México es mejor. Sí señor

Defender una causa justa no te convierte en una persona justa. Es más: muchos de los posibles paladines de movimientos sociales tan incuestionables como aquellos que defienden los derechos de las minorías o que promueven el bienestar de los oprimidos se sienten tan bendecidos por la intrínseca nobleza de su lucha que se arrogan, en automático, derecho excepcionales. Perpetran así insolentes descalificaciones a todos los que no concuerdan de manera absoluta con su manera de pensar, practican un abusivo victimismo y se mueven por el mundo como si todos los demás tuvieran con ellos una deuda impagable, aparte de ferozmente exigible. Por lo visto, la vanidad de saberse emisarios de una verdad “absoluta” los vuelve intolerantes e inmoderados ahí donde los demás mortales, que somos simplemente gente del montón, nos resignamos a promover cautelosamente unos principios que ni siquiera sabemos si son tan determinantes pero que, en todo caso, no merecen manifestación alguna de fanatismo.

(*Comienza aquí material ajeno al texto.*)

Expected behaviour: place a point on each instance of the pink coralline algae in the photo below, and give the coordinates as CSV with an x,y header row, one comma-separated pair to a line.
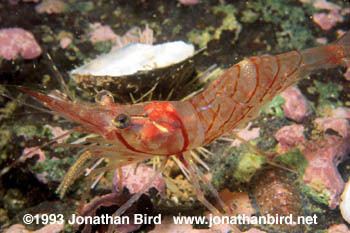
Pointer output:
x,y
51,7
134,180
101,33
15,42
339,125
296,106
327,21
290,136
135,35
321,174
341,112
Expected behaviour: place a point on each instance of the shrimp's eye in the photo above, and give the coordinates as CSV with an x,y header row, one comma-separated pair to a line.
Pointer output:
x,y
122,121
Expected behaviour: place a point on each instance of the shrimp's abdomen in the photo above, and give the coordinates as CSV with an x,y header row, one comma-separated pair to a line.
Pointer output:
x,y
238,94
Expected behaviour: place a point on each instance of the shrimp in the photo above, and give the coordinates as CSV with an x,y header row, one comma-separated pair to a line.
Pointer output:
x,y
135,132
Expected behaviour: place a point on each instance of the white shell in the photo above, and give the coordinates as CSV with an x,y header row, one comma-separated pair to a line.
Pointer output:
x,y
136,57
345,202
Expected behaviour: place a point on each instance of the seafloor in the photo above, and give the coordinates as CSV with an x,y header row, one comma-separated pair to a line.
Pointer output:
x,y
230,31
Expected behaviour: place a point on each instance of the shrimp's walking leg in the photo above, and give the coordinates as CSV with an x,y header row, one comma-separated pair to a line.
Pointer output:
x,y
137,195
200,194
211,188
73,173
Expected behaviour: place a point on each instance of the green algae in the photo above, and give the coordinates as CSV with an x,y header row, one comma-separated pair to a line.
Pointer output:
x,y
54,169
229,23
289,20
321,196
274,107
329,93
248,164
239,166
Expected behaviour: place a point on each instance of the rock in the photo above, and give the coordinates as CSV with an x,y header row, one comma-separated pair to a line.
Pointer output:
x,y
134,180
296,106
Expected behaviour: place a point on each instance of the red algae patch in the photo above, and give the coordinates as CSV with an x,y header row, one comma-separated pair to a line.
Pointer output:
x,y
17,42
321,174
290,136
101,33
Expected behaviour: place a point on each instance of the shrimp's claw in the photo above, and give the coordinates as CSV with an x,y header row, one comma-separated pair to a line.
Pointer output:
x,y
92,117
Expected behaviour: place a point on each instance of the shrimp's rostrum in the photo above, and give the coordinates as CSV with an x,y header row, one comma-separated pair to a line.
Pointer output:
x,y
173,127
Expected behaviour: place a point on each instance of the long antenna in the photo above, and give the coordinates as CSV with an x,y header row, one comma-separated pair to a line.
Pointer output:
x,y
58,74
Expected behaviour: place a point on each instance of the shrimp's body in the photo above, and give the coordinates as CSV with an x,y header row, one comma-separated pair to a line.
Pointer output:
x,y
132,132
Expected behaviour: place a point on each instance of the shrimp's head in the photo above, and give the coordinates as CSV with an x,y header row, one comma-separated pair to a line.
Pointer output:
x,y
150,128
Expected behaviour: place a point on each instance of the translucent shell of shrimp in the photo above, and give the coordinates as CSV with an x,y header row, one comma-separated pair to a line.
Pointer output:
x,y
132,133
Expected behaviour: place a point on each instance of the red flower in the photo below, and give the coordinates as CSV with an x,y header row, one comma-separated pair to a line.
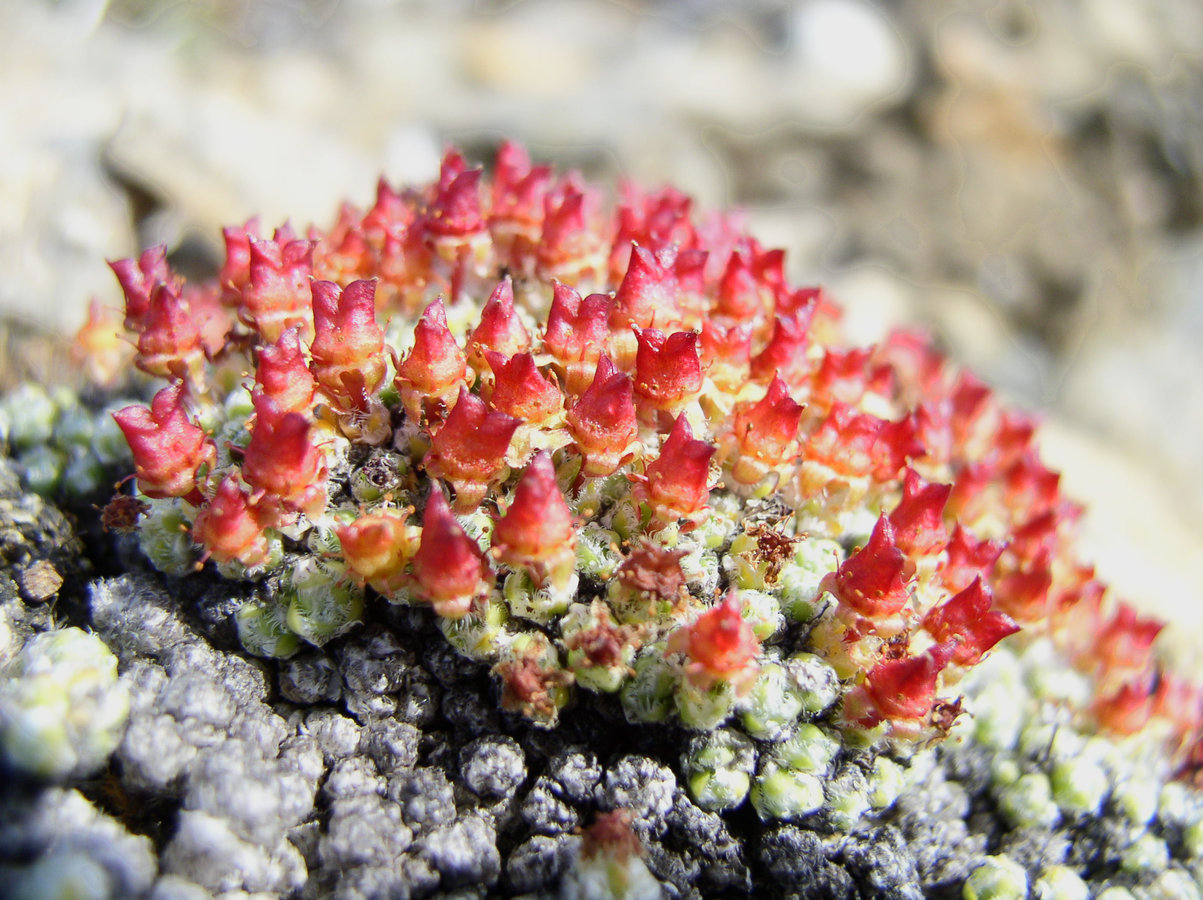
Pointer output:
x,y
721,646
854,443
499,327
846,376
1125,641
138,278
231,527
1023,592
169,450
647,295
603,421
572,247
538,526
348,344
455,215
517,199
918,519
905,688
235,273
436,366
469,449
1127,709
765,432
676,484
283,376
280,460
170,344
576,333
277,294
742,291
967,560
969,620
521,390
786,351
726,353
873,581
668,372
449,568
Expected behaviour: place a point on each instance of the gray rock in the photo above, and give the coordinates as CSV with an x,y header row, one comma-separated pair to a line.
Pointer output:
x,y
644,787
426,798
463,852
363,830
545,812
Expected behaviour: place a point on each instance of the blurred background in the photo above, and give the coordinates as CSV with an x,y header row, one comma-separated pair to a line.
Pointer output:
x,y
1025,179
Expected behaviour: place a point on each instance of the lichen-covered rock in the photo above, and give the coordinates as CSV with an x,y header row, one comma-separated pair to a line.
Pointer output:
x,y
605,568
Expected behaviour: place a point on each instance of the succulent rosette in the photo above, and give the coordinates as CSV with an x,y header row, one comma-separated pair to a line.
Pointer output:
x,y
617,453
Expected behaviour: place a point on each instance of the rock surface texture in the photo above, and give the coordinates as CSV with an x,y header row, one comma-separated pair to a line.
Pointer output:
x,y
497,542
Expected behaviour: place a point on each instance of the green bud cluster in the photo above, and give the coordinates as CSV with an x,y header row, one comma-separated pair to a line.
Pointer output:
x,y
63,709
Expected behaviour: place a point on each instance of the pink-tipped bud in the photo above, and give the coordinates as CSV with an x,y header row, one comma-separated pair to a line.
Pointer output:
x,y
377,549
455,213
726,353
348,344
167,448
517,195
854,443
1031,486
846,376
1023,592
538,527
765,432
570,247
676,484
741,295
469,449
499,329
576,333
235,273
647,295
786,351
277,294
918,519
721,645
603,421
282,461
436,366
521,390
1125,641
969,620
283,374
100,348
170,344
449,568
905,690
1127,709
230,527
138,278
873,581
969,558
668,372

Lo digo porque, en muchas ocasiones, el mero hecho de denunciar una situación de injusticia o desigualdad pareciera certificar, sin mayores trámites, la validez del señalamiento. Acusa, imputa, denuncia… que algo quedará. Aquí, muchos inconformes se solazan todavía en sus machaconas jeremiadas como si este país no hubiera ya cambiado y como si no fuera, en los hechos, un lugar mucho mejor para vivir que hace algunos años. No hay manera, así, de meramente señalar, por ejemplo, que hay libertad de expresión o que podemos votar por el politicastro que nos venga en gana en unas elecciones supervisadas por los propios ciudadanos, a diferencia de unos tiempos, no muy remotos, en que la figura del “Señor Presidente de la República” era intocable y donde las votaciones las organizaba, a su antojo, nuestro ministerio del Interior. Decir esto no es ser oficialista ni tampoco estar al servicio del régimen de turno sino reconocer tan sólo una realidad palmaria. Pues eso. Y, nada más.